Assume that the map $$ (x,y) \mapsto (f(x,y),g(x,y)) $$ is invertible. That is there exist functions $d,e$ such that $$ (u,v) \mapsto (d(u,v),e(u,v)) $$ is the inverse of the previous map, that is, giving $(x,y)$ as function of $(u,v)$. Thus, we have $$ (x,y) \mapsto \Bigl(d\bigl(f(x,y),g(x,y)\bigr),e\bigl(f(x,y),g(x,y)\bigr)\Bigr) = (x,y). $$ Then you can differentiate the first component of this composition with respect to $x$ to get $$ \frac{\partial d}{\partial u}\frac{\partial f}{\partial x} +\frac{\partial d}{\partial v}\frac{\partial g}{\partial x} = \frac{\partial x}{\partial u}\frac{\partial u}{\partial x} +\frac{\partial x}{\partial v}\frac{\partial v}{\partial x} = 1. $$ In the last step I have been sloppy in interpreting $x = x(u,v) = d(u,v,)$, etc.

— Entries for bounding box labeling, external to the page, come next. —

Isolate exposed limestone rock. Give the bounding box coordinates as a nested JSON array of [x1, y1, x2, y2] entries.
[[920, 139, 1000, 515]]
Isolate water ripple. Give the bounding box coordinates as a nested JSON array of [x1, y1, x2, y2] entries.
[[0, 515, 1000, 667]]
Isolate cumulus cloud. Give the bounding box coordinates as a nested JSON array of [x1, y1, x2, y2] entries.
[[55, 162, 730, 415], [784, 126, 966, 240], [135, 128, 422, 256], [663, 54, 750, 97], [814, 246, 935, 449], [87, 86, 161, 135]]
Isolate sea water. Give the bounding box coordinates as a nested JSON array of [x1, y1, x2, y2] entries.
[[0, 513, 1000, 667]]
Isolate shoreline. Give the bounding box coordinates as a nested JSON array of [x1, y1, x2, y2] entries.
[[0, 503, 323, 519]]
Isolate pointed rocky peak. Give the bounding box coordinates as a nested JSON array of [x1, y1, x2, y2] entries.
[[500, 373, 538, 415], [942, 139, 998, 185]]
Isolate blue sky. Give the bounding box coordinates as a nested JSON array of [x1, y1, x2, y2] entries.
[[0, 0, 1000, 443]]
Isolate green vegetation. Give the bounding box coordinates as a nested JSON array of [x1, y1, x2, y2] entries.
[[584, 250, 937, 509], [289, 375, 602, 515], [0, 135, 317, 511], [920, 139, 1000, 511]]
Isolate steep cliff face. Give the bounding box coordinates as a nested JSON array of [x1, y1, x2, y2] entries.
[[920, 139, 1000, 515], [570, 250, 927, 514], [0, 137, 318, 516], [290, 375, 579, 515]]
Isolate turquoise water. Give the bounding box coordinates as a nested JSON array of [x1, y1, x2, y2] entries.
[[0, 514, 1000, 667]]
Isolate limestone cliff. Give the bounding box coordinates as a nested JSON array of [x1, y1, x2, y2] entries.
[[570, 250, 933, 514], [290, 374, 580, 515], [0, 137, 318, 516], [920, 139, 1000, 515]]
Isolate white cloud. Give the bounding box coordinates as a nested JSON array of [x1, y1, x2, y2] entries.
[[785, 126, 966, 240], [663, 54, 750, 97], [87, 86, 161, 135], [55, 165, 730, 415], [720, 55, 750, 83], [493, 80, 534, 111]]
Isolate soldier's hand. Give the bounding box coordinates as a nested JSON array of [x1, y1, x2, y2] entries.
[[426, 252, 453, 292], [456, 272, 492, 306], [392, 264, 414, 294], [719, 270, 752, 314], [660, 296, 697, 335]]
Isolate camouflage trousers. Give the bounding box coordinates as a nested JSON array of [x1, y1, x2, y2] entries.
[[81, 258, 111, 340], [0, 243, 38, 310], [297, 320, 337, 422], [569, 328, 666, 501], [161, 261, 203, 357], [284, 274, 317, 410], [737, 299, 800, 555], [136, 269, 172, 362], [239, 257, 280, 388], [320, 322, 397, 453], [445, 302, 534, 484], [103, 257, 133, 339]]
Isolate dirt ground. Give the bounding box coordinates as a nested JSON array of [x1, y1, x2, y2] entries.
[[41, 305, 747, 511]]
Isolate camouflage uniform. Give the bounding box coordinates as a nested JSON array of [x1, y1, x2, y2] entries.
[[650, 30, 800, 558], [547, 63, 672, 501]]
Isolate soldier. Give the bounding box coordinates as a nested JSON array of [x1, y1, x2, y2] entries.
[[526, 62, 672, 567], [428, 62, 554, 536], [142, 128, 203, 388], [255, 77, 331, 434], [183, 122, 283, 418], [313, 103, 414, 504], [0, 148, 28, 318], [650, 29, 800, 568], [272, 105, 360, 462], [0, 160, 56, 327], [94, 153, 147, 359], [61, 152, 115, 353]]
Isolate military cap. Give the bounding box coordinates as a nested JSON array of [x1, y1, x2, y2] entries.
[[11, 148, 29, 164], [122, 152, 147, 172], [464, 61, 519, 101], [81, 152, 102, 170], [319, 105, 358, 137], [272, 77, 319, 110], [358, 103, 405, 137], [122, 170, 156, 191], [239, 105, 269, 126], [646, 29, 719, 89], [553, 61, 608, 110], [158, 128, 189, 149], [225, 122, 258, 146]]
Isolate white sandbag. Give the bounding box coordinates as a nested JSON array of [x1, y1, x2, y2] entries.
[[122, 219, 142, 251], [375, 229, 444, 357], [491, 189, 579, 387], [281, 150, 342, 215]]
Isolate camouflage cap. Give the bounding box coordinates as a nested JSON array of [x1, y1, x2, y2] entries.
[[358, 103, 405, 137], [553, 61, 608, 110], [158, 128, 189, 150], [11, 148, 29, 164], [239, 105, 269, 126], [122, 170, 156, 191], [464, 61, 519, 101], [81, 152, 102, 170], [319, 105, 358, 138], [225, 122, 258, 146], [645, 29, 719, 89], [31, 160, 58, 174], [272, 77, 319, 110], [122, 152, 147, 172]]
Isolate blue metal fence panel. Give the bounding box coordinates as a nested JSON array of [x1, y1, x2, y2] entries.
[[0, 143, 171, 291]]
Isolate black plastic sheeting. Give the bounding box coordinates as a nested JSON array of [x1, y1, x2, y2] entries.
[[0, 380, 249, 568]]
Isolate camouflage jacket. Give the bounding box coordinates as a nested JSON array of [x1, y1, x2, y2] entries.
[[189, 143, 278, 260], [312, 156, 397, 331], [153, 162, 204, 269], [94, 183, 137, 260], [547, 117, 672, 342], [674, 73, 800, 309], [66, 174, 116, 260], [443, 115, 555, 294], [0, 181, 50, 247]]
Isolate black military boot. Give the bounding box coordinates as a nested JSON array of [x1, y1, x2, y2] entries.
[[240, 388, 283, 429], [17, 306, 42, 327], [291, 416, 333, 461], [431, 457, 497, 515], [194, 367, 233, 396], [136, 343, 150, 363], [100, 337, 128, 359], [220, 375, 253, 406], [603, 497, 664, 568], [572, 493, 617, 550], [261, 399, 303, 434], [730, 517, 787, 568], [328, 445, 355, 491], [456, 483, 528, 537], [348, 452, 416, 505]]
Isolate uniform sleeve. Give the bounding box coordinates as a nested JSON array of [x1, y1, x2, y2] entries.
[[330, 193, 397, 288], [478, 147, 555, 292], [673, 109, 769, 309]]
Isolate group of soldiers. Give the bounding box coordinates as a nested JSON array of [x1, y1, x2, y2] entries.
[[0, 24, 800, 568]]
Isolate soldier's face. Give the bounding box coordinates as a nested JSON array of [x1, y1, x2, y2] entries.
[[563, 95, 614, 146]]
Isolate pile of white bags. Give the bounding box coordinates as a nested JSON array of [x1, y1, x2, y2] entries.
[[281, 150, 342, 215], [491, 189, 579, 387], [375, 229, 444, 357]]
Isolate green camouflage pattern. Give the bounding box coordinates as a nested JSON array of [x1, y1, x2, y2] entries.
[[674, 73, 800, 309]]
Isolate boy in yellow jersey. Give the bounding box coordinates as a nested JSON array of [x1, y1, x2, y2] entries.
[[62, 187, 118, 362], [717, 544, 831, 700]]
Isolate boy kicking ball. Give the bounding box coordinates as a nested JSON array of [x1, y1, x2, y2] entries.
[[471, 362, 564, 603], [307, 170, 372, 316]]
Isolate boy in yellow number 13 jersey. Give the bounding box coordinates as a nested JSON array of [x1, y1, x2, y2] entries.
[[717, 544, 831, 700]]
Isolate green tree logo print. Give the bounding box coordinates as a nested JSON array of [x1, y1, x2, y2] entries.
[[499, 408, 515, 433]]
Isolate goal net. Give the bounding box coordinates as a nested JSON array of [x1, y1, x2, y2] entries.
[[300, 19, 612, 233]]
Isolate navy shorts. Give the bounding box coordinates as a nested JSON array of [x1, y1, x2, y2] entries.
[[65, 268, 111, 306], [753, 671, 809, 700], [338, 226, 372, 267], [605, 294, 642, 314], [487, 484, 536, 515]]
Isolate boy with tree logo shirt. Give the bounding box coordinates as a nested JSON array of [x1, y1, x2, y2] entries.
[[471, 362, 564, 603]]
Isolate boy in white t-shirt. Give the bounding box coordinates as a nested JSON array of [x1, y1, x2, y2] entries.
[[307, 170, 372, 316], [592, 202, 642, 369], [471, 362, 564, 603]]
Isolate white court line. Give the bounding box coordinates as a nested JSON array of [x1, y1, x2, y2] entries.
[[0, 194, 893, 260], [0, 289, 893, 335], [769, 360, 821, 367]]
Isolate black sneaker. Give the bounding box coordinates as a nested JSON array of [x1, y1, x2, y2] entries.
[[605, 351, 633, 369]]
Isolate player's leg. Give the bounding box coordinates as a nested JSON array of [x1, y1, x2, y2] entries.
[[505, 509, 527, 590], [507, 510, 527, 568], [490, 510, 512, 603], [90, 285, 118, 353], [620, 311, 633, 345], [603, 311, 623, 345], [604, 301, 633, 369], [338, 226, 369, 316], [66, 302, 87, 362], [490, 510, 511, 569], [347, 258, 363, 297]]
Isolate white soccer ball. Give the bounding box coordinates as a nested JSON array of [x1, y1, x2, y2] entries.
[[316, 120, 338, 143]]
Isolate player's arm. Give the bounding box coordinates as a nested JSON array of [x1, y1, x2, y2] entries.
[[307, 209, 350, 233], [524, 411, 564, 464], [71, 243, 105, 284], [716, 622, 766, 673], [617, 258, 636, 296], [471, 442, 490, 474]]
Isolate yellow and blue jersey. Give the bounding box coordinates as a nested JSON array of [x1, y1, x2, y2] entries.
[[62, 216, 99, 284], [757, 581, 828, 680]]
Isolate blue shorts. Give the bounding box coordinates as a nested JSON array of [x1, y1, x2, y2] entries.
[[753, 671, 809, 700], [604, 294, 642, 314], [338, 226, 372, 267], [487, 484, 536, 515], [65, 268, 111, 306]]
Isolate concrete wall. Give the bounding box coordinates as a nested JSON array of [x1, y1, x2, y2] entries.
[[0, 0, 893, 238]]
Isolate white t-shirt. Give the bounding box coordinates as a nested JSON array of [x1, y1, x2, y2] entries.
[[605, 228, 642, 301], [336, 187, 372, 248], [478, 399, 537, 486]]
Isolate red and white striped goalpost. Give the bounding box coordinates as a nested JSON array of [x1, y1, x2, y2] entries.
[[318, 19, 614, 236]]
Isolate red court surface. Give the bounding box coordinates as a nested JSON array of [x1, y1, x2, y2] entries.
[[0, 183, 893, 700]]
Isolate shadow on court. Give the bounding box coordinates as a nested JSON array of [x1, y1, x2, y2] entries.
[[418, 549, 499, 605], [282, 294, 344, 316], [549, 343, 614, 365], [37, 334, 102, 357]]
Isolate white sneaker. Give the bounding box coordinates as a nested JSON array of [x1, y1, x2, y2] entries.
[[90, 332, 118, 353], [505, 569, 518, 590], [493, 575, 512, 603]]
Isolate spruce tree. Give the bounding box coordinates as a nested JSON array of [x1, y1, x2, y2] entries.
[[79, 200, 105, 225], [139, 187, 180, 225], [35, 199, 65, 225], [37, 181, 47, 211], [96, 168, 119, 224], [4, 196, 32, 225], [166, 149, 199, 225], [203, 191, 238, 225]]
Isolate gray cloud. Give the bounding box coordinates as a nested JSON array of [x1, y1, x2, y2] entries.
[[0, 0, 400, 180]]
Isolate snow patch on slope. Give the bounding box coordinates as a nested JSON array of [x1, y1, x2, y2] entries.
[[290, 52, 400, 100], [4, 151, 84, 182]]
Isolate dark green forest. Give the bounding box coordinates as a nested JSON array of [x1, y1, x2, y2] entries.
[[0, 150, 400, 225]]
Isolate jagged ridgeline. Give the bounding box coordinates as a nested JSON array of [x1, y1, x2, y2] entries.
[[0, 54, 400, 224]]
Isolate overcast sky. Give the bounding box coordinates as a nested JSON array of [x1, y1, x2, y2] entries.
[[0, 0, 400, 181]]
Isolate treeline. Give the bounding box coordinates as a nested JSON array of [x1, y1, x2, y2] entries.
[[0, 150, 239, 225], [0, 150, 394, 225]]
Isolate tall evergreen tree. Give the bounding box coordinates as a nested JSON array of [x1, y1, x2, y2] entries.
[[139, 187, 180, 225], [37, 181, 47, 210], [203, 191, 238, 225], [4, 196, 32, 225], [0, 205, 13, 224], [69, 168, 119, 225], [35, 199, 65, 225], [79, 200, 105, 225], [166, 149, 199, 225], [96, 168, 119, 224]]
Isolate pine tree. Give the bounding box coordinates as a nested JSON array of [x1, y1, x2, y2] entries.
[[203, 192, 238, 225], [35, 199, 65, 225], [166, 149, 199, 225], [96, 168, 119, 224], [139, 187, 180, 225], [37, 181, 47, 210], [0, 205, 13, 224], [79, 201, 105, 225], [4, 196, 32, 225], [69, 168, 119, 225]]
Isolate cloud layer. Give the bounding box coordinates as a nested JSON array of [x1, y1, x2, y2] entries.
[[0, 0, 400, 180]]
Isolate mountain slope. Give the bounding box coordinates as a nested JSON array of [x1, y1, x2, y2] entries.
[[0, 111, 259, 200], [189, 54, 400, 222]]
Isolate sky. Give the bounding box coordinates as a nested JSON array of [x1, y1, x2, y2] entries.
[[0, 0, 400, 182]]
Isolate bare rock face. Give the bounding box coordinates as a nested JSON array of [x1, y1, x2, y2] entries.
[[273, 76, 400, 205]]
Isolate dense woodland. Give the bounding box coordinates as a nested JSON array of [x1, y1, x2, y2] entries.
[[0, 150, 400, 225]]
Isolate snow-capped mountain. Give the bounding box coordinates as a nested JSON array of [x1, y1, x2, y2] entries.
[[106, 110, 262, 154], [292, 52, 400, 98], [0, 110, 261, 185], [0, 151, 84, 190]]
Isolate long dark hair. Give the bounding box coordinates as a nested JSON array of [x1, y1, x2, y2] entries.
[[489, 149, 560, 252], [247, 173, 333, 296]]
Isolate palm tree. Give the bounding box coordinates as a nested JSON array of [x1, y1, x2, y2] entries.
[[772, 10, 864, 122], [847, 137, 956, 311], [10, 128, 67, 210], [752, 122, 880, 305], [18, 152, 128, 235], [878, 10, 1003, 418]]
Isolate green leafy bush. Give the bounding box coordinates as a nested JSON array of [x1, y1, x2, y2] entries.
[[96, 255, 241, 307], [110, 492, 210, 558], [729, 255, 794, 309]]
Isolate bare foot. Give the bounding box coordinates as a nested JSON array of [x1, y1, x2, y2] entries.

This is fairly common in mathematics writing, unfortunately, since otherwise you quickly run out of symbols to denote every new function, and the notation becomes very heavy.
If we can suppose the transformation is invertible.
From IFT, we have: $$x=x(u,v);y=y(u,v)$$ then we differentiate the first one to x: $$1=x_uu_x+x_vv_x$$ Isn't it?